Hay los abiertos y los cerrados, que creen tener respuesta a todo y quizás por la formación ponen el acento en un solo aspecto, descuidando quizás otros, y es un equilibrio difícil, pero necesario. |
-Ha tenido tres experiencias pastorales en tres diócesis y tres presbiterios distintos ¿puede decirnos algo breve sobre las diferencias?
Un momento, tuve una experiencia común en las tres, y es la comunión sacerdotal, y sin los grupos sacerdotales quizás nuestra vida sería distinta o cambiada. Por eso dije en la misa que ya no teníamos diferencia entre diocesanos y religiosos, peruanos y no. Y el grupo nos ayuda, nos enseña, nos corrige, nos empuja y alienta. Siempre encontré ese espíritu de búsqueda y ayuda en común
-Cambiando de tema, a usted lo conocemos como “insigne canonista” y siempre tenemos miedo de que las leyes –aún las religiosas- se pongan por encima de las personas ¿cómo vive usted ese “conflicto”?

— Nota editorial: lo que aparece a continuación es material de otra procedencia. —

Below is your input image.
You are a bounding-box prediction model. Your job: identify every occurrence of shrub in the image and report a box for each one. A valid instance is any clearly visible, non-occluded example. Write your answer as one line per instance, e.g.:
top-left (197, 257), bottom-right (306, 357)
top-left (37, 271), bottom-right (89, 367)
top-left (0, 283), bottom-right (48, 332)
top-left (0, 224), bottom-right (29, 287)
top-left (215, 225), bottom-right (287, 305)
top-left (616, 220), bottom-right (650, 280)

Es el influjo del antiguo ritualismo, no nos gustaban tantas normas litúrgicas y eso se proyectó al Derecho; por eso no se lee o no se estudia; mientras que podemos decir que ahora el Derecho es más pastoral: abran el código y encontrarán definiciones y guías importantes para la teología y la pastoral.. Gracias a Dios que el derecho me ha servido para ayudar a mucha gente, y a veces la gente en el Tribunal termina hasta confesándose y teniendo una nueva vivencia creyente.
-Díganos algo más para los que no muy amantes del Derecho Canónico…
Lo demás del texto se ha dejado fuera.